A few days later my friend got a phone call. It was one of his relatives in Alabama. And this relative said, “You really shook things up down here! People who met you loved you, but now they’re struggling. They don’t know what to do because they can’t reconcile what they used to believe about gay people with what they’ve experienced.” Now that they’ve met a gay couple and found them to be just regular human beings they don’t know what to do.
What do you think will happen for those Southern Baptists? They’re caught in the struggle between what they used to believe and the possibility of something new. It’s something all of us have experienced, and the people at that wedding will do what all of us do when confronted with something new. Either they’ll reject what’s new and return to what’s comfortable and familiar. Or, at some point they will choose to embrace a new creation.
In the beginning was the Word, and the Word was with God, and the Word was God. In the beginning God created the heavens and the earth. The creation story is told first in Genesis and then again in John’s gospel. Part of the new creation, of course, is human–us! God created them male and female. Traditionally, that seemed pretty straight-forward. Most of us have been taught from an early age what is masculine and what is feminine. “This is what men are. This is what women are.” But in our rapidly- changing world those traditional ideas are being re-examined. And it’s not only questions of sexual orientation or gender identity. Stay-at-home dads have become very common. Wouldn’t have found that 50 or 100 years ago! In what we used to call traditional marriages women are often the primary breadwinner (as in our household). That’s new, too.
What is male? What is female? St. Paul writes that in Christ there is neither..male nor female, for all of you are one in Jesus Christ. Some of those who are having the hardest time adjusting to changes in traditional roles and identities are those who have allowed society to dictate who they are rather than welcome the God-given identity that is uniquely theirs, which is uniquely given to each of us. Men often struggle the most because they’ve gotten the message that they always have to be tough, strong, independent, providers, in control. But a lot of what we call “tough” or “macho” in the world covers a scared little boy afraid of accepting the marvelous creature God created him to be, that doesn’t fit those social expectations.

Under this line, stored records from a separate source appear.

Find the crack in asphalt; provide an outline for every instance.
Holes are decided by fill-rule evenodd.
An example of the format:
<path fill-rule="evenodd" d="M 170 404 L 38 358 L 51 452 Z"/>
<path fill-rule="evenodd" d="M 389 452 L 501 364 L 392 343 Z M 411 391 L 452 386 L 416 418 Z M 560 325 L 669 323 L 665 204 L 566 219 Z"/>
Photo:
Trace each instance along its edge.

The Christmas story invites each of us to consider where in our lives we might be on the brink of becoming something new! It may not have anything to do with gender roles and identities. Where in our lives do we struggle with something new? Where do we find our former confidence and certainty shaken up by new ideas and new experiences? Where do we find our world being turned upside down? While our natural impulse may be to resist or run from such things, the internal struggle that we experience may be a sign that God is busy making us into something new. This is the same God who has said, “Behold, I am making all things new.”

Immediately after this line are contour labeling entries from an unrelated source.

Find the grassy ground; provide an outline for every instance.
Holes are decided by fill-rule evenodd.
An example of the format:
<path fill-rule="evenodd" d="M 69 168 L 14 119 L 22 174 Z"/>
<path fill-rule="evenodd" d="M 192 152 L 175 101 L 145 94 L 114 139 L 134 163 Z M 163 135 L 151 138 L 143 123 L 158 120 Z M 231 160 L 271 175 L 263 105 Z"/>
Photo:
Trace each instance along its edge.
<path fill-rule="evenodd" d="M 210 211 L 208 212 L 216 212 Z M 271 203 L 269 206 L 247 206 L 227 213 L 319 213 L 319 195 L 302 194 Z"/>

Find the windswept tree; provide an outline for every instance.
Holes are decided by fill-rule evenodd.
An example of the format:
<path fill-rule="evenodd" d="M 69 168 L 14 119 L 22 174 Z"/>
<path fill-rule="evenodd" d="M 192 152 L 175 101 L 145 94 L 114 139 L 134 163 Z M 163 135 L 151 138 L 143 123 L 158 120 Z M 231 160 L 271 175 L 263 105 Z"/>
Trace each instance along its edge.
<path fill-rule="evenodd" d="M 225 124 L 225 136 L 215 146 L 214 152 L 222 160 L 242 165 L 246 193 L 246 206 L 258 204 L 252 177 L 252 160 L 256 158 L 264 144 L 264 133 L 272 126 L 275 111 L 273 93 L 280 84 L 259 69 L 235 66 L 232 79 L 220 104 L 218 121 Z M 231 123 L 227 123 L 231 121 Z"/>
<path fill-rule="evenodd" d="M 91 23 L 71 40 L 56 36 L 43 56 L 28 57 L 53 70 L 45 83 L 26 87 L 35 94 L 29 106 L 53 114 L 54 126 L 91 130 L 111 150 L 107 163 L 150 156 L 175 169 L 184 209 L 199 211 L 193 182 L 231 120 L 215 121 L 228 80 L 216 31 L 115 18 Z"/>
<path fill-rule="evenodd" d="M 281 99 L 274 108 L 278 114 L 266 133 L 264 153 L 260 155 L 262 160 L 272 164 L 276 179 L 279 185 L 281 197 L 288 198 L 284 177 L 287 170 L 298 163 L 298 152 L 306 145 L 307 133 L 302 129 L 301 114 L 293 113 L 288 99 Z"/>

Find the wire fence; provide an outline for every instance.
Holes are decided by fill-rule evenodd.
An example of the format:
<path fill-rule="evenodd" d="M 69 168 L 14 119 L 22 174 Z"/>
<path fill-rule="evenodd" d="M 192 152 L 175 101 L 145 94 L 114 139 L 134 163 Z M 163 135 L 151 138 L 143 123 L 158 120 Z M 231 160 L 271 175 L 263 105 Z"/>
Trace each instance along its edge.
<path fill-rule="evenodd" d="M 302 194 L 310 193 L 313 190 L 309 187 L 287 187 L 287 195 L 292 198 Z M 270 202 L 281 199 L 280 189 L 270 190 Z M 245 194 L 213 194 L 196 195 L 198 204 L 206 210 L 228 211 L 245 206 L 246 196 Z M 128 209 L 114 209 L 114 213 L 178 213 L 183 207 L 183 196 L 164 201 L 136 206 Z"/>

It is the end of the Christmas season and the beginning of a new season—Epiphany. It is the end of one year and the beginning of a New Year. From death to new life, from despair to hope—it is God who miraculously, unexpectedly, brings into being new beginnings from what has passed. We can make resolutions and we may break resolutions! But in the end it’s not about us and what we can or can’t do. No matter who we are and no matter what our situation, it is the Word made flesh, the light of the world, who lives among us, who lives within us, full of grace and truth, who walks with us in our endings, preparing each of us and all of us for new beginnings.